According to the Health and Safety Executive (HSE), stress is the adverse reaction people have to excessive pressures or other types of demand placed on them.

Some stress can be positive and can generate the feeling of excitement and can create an adrenaline rush. However, acute, or chronic stress can take a heavy toll on mood and mental wellbeing and can feel inescapable.

Stress is not a diagnosed illness. However, where pressures are excessive, sustained, or intense, this can lead to long-term mental and physical ill health.
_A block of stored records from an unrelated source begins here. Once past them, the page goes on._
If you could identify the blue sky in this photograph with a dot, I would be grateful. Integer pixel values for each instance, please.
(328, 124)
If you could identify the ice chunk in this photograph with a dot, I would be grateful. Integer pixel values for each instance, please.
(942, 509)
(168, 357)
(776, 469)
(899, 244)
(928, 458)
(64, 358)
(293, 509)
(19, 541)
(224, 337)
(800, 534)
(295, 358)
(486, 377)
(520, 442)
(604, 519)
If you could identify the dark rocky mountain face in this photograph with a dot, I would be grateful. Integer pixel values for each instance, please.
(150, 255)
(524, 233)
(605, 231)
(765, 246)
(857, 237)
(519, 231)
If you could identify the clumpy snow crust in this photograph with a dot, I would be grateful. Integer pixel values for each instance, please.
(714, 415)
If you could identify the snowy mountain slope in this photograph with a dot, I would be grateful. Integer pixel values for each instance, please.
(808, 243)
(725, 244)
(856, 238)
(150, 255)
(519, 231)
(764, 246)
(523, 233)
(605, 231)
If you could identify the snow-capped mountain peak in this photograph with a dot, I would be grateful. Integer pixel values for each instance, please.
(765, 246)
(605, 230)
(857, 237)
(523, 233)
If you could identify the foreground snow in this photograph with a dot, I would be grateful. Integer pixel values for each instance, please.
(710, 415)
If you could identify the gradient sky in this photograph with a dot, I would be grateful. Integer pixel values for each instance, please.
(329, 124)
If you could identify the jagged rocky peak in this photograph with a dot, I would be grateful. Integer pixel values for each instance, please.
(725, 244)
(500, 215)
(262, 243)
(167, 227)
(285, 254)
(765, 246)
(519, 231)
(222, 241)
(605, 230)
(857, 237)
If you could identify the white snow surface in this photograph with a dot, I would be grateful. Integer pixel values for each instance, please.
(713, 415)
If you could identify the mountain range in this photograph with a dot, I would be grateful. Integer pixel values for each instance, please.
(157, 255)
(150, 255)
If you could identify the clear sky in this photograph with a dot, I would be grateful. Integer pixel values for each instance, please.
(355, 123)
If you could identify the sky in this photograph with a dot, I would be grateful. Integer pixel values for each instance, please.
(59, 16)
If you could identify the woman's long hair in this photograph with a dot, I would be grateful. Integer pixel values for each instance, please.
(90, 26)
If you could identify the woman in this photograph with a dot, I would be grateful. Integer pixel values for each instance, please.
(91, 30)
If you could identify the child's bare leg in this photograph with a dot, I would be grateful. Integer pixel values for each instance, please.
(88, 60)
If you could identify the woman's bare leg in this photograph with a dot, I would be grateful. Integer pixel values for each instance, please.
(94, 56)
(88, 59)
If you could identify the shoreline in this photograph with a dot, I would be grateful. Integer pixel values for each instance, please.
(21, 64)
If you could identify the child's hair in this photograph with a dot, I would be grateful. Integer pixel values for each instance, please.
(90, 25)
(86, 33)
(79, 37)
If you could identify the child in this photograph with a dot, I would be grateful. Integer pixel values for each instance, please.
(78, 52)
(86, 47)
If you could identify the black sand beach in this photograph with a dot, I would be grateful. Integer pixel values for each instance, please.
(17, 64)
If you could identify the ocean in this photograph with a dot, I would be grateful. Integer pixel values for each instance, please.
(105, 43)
Stress can cause other conditions which are medically recognised (both physical and mental), such as high blood pressure and depression.

The cost of stress

Work-related stress is a major contributor to sickness absence in the workplace. The HSE estimates it costs Britain over £5 billion a year in replacement staff, lost production, sickness absence and increased accidents. The HSE estimate that over 17.9m working days were lost due to work related stress, depression, or anxiety in 2019/2020. The number of workers suffering from work related stress depression or anxiety (new or long-standing) in 2019/2020 was around 828,000.

Is stress a disability?

Can stress fall within the definition of disability under the Equality Act 2010 (EqA), even though it is not a diagnosed illness? The EqA (section 6(1) defines disability as follows:

“A person (P) has a disability if P has a physical or mental impairment, and the impairment has a substantial and long-term adverse effect on his ability to carry out normal day-to-day activities".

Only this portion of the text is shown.